Hi, my name is Crystal Yeh and I’m an intern at Sealed this summer. I’m an Environmental Studies major with a minor in Public Policy at Hunter College. Much of my responsibilities involve interacting both with customers and with our partners so this sparked my interest on the top of gender disparity in the green workforce.
It’s almost a cliché for woman to write this truism: “there are disproportionately few women in my field” without eliciting eye rolls. But I have to say it: there are disproportionately few women in the home energy efficiency business. Moreover, there are disproportionately few women in green jobs in general. Why is that?
Bureau of Labor Statistics show that only a small percentage of women are in fields such as engineering, installation, repairing, industrial production managers, etc. (More on that here). Many green jobs relate to energy or infrastructure, all of which currently lack women.
I recall talking to a beloved honors math teacher who attended engineering school and he told me “when I was in engineering school in the 60s, there were 4 women out of a graduating class of 300.” Flashback to when I was deciding what college to attend, I seriously considered attending a great engineering school and majoring in environmental engineering (I ended up choosing an inexpensive college and majoring in the policy side of environmental studies). I found that the school that I was looking at was 70-30 Male-Female, and this is with over a decade of initiatives to bring more women in. When making this decision, my mother reminded me that an engineering school “might not be fit for a girl” explicitly, and she’s certainly no sexist in general.
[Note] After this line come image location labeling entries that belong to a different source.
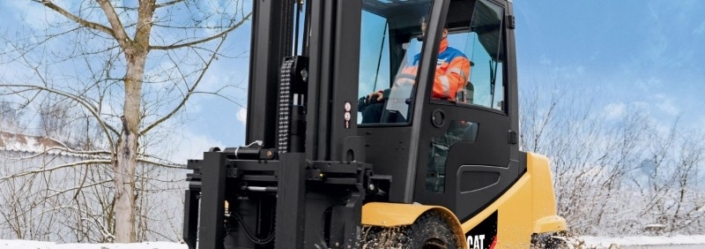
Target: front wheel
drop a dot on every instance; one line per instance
(429, 231)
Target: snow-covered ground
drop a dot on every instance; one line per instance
(582, 242)
(25, 244)
(603, 242)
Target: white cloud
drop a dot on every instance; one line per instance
(36, 15)
(615, 110)
(242, 115)
(648, 84)
(666, 104)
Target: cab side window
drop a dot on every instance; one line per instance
(482, 45)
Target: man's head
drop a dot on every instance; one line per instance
(423, 29)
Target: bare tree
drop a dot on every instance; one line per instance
(129, 65)
(617, 168)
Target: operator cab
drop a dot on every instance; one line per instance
(457, 148)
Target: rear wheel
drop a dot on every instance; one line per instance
(430, 231)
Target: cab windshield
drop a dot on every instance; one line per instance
(390, 45)
(388, 52)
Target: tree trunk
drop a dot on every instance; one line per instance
(126, 161)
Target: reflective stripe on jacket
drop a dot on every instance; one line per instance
(452, 71)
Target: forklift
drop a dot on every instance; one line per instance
(423, 172)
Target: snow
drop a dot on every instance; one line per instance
(26, 244)
(581, 242)
(605, 242)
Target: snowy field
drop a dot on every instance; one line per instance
(675, 242)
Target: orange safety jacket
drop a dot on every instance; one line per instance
(452, 72)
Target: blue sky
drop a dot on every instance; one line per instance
(647, 53)
(628, 52)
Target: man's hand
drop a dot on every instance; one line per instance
(379, 95)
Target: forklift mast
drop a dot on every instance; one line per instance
(311, 162)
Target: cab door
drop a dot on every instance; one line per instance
(467, 155)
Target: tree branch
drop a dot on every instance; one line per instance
(118, 29)
(68, 165)
(168, 3)
(196, 42)
(92, 109)
(81, 21)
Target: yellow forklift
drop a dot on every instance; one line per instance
(340, 154)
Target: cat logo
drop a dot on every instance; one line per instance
(476, 242)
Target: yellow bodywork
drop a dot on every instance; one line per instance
(527, 207)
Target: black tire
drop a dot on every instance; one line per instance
(429, 231)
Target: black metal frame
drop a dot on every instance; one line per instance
(310, 190)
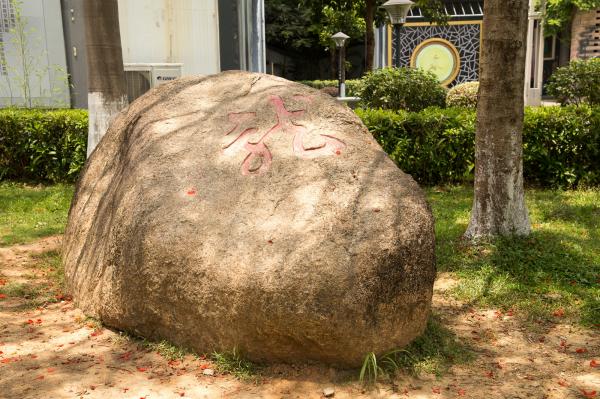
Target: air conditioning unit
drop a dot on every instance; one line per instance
(141, 77)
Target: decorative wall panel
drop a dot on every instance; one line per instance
(466, 38)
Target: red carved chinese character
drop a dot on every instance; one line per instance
(259, 156)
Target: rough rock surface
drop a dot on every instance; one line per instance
(245, 211)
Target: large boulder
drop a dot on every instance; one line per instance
(245, 211)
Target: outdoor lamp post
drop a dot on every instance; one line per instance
(339, 39)
(397, 10)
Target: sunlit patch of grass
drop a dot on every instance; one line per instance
(166, 349)
(434, 352)
(28, 213)
(557, 267)
(234, 363)
(19, 290)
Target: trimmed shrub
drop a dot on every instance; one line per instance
(42, 145)
(351, 85)
(561, 146)
(401, 88)
(436, 146)
(577, 83)
(463, 95)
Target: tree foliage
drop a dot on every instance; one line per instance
(559, 13)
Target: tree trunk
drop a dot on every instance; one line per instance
(107, 93)
(499, 202)
(370, 37)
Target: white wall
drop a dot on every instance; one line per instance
(44, 56)
(178, 31)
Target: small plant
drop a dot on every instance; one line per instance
(165, 349)
(577, 83)
(234, 364)
(433, 353)
(370, 370)
(401, 88)
(463, 95)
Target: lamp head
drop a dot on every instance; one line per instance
(340, 38)
(397, 10)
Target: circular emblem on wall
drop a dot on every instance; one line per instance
(438, 56)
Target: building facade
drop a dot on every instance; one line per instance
(43, 54)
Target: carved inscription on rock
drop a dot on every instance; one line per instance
(259, 158)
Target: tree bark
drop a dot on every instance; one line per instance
(499, 201)
(107, 93)
(370, 36)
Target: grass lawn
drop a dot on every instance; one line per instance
(551, 276)
(31, 212)
(554, 273)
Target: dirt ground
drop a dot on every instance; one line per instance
(52, 351)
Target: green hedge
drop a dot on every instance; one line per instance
(561, 144)
(351, 85)
(42, 145)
The lack of women working in these industries ultimately stems from inertia. One of the basic tenets of physics is that a body in motion tends to stay in motion. As STEM industries have been traditionally male-dominated, any changes are an uphill battle.
Encouraging women to enter the green workforce isn’t only beneficial to the individual, but it may be a huge asset for companies as well. A Catalyst report on Fortune 500 companies found that companies with the highest numbers of women board directors and women corporate officers on average achieve higher financial performance than those with the lowest. Women also tend to reinvest more into families and communities which may create a positive externality for society as whole, especially in a field such as environmental services that have a social goal. Furthermore, given that the green workforce has expanded 4.9% annually, 4 times that of most industries currently in our economic recession, it’s only reasonable that women proliferate the field accordingly. Women entering the field would be beneficial to both individual and business.
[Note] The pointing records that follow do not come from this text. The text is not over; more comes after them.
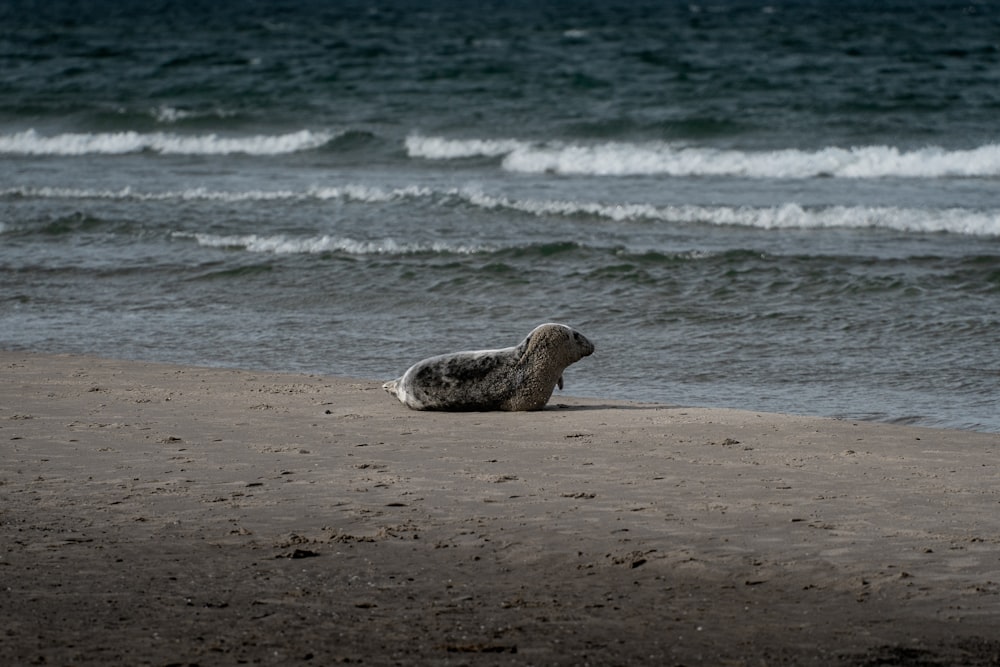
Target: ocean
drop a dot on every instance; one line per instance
(786, 206)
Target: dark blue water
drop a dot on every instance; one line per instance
(785, 206)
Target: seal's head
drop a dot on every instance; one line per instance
(558, 343)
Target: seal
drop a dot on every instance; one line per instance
(516, 378)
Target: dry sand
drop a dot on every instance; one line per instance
(168, 515)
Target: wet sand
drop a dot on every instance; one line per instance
(170, 515)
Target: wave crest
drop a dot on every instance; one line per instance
(31, 142)
(281, 244)
(662, 159)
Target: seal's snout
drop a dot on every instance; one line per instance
(583, 344)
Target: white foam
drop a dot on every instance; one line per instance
(31, 142)
(956, 220)
(439, 148)
(281, 244)
(659, 158)
(361, 193)
(785, 216)
(168, 115)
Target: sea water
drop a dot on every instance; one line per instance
(789, 206)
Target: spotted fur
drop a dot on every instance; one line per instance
(522, 377)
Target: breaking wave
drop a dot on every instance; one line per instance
(31, 142)
(657, 158)
(281, 244)
(791, 215)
Proposals to incentivize women into sections of the workforce that are traditionally male-dominated include offering mentoring and networking to women via their academic institution or having quotas on women employees in individual companies. Personally, I worry that this approach may cause resentment from people who view this as “special treatment” to a group or unfair to the “average male college student” who may not have such opportunities.
I propose that it may be more beneficial to start from the bottom up and encourage girls from elementary school onwards to study subjects in the STEM fields. This way by the time they are of college-age, likely an equal proportion of males and females will be in the STEM fields and they will enter the workforce in equal numbers naturally.
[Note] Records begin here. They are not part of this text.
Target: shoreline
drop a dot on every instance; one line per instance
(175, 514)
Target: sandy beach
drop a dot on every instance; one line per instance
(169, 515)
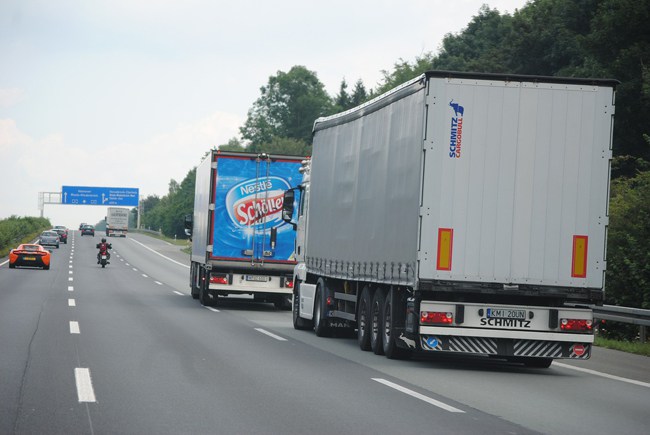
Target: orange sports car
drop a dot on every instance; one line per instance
(29, 255)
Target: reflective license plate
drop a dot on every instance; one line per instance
(505, 313)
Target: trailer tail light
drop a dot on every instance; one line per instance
(436, 317)
(219, 279)
(576, 325)
(579, 257)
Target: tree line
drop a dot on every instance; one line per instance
(569, 38)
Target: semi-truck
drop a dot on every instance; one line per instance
(459, 213)
(240, 244)
(117, 221)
In the energy efficiency field, specifically, colleges should encourage women to be energy auditors and contractors. People naturally gravitate towards fields that they’re good at. In the efficiency field, women can play to their advantages: we tend to be more empathetic, pay attention to minor details and be likeable to strangers. If employers recognize this value that women add to the workforce, more women will be hired into the energy efficiency field.